“A Castellammare di Stabia si è superato ogni limite: una docente è finita vittima di un raid punitivo, scatenato da un’accusa gravissima lanciata senza alcuna prova e amplificata dal tam-tam delle chat di gruppo. Non c’è stato spazio per il dialogo, né per il confronto. Solo una rabbia cieca che ha trasformato un sospetto in condanna.”
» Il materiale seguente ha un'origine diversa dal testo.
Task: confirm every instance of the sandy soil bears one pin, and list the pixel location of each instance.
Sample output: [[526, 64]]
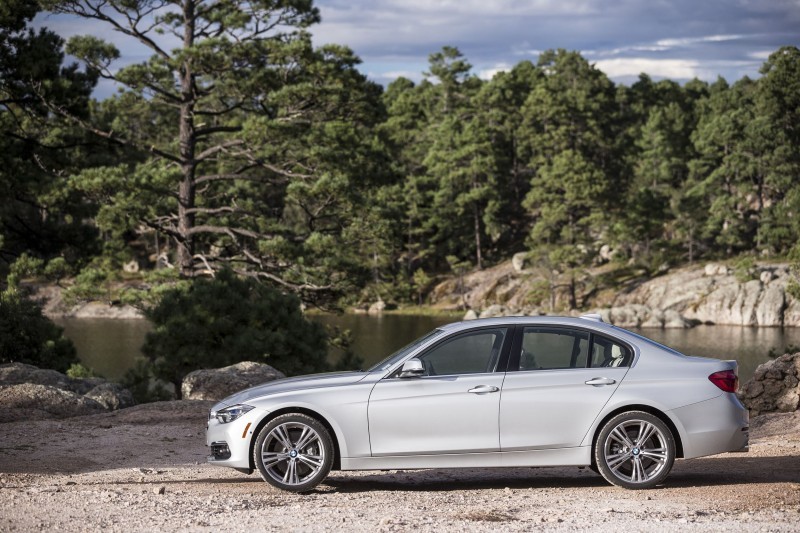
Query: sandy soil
[[143, 469]]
Il professor Giuseppe Lavenia, psicoterapeuta e presidente dell’Associazione Nazionale Dipendenze Tecnologiche e Cyberbullismo, non usa mezzi termini: “Questi spazi virtuali, nati per facilitare la comunicazione, si stanno trasformando in fabbriche di paranoia e rabbia collettiva. Forse è arrivato il momento di vietarle per legge, perché troppo spesso diventano teatri di giustizia fai-da-te, dove non esiste verifica, ma solo emotività incontrollata.”
“Le chat dei genitori – aggiunge – sono il riflesso di una società che fatica a gestire le proprie frustrazioni. Ogni messaggio, ogni sospetto, diventa benzina sul fuoco, fino a degenerare in episodi come questo. La violenza non nasce da un’app, ma da noi. La tecnologia amplifica ciò che già portiamo dentro: rabbia, insicurezza, paura.”
E conclude con una provocazione: “Cosa vogliamo insegnare ai nostri figli? Che accusare senza prove e colpire siano strumenti accettabili? O che il rispetto delle regole e il dialogo restano l’unica via? Forse vietare le chat dei genitori sembra estremo, ma non possiamo più ignorare quanto siano diventate pericolose se usate senza consapevolezza.”